There are two variants of the virus. Both search within the Program Header Table entries for the loadable segment that corresponds to the image base address. They also search for a PT_NOTE entry. However, the first variant ignores any PT_NOTE entry that appears before the image base address entry in the Program Header Table. This might be considered an optimization to avoid parsing the entries twice (since the entrypoint calculation requires the image base address), but some files will not be infected as a result. It could also be considered a bug, since the entrypoint calculation could be delayed until after the parsing has completed.
In the case of the first variant, if an acceptable PT_NOTE entry is found, then the virus shrinks the Program Header Table by the size of one entry, to make space for the first part of the virus loader. With the PT_NOTE entry removed, the corresponding .note.ABI-tag section is unreferenced and available to be replaced. The virus overwrites the .note.ABI-tag section with the second part of the virus loader, and changes the host entrypoint to point to the first part. Since there is usually only one PT_NOTE entry in a file, its removal means that it cannot be found again. Files that do not contain a PT_NOTE entry will not be infected, obviating the need for an infection marker.
In the case of the second variant, the virus also searches for PT_PHDR and PT_GNU_STACK entries. The virus shrinks the Program Header Table by the size of these entries to make space for the entire virus loader. The virus changes the host entrypoint to point to the loader. With the removal of those entries, any subsequent examination of the file will not find sufficient space for the loader. As a result, such files will not be reinfected, obviating the need for an infection marker.
After the loader has been copied to the file, the virus extends the file to the multiple of 4KB that it calculated earlier, then appends the virus code.
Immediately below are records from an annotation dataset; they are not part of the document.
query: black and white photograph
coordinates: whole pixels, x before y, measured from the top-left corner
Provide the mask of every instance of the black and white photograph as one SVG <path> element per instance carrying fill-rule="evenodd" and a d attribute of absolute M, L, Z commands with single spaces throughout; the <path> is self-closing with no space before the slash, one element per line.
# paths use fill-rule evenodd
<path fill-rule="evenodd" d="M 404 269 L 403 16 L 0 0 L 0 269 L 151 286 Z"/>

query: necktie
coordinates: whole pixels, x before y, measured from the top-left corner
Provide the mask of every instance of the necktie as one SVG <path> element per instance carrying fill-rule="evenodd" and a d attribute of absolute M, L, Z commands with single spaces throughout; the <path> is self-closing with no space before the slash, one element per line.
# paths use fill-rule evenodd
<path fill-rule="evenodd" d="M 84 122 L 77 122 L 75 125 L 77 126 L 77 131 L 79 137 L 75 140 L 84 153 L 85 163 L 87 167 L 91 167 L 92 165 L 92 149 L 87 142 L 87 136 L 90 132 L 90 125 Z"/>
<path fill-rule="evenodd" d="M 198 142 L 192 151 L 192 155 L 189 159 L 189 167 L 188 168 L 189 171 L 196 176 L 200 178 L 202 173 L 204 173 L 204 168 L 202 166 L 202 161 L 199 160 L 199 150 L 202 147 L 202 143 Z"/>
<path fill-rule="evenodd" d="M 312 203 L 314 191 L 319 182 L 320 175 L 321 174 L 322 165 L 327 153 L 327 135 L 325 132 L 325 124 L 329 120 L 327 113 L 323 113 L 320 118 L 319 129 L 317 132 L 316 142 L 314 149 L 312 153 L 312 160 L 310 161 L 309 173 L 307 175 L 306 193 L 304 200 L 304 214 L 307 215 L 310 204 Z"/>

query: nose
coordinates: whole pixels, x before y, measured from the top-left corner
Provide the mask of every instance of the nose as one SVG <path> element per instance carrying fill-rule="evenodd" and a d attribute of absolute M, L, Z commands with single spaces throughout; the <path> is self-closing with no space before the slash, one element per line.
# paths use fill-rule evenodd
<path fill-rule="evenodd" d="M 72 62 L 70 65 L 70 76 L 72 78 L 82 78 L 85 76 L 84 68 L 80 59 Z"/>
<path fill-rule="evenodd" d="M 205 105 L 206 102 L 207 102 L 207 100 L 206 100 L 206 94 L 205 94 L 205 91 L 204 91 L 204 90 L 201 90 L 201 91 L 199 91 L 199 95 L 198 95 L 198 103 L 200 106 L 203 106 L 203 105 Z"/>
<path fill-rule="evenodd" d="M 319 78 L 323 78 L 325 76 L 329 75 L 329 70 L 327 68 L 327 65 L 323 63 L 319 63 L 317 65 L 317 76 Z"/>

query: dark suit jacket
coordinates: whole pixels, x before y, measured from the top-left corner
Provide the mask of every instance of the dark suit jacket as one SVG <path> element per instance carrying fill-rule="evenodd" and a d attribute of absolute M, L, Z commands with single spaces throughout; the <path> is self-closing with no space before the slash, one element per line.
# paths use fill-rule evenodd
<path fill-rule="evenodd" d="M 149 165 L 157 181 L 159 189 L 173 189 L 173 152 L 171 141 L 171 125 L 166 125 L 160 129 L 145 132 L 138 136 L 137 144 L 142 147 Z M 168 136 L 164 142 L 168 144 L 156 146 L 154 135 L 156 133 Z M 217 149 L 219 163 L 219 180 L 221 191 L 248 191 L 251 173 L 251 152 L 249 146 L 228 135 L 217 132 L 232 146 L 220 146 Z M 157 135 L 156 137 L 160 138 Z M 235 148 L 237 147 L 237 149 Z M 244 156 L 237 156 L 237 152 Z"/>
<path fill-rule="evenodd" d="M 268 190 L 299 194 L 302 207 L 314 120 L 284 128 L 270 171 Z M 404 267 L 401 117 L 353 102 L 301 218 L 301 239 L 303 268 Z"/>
The loader works by calling the mmap() function to map into memory the virus code from the end of the file. Since the mapping requires an aligned base as a starting address, the virus must either place itself at exactly such an aligned address (the simplest case, as we see here), or the size of the mapping must be increased appropriately to potentially span two pages, and the virus code must be aware of the possibly non-zero offset within the first page where the virus body resides (which does not increase the file size to the same degree, but which increases the complexity of the algorithm and requires more code).
This method of memory-mapping the virus code avoids the loadable segment problem described above. Of course, the mapped memory might be still considered to be suspicious. The virus author described a workaround for this by allocating a new memory region and copying the virus body there before unmapping the old copy.
At first glance, the technique of replacing the .note.ABI-tag section in ELF files might appear to be similar to the .reloc overwriting technique in Windows PE files. However, there are far more differences than similarities, since ELF files have fewer restrictions regarding section placement, among other things. In a sense, this kind of cavity infection could be considered just another ‘hole’ that is being exploited.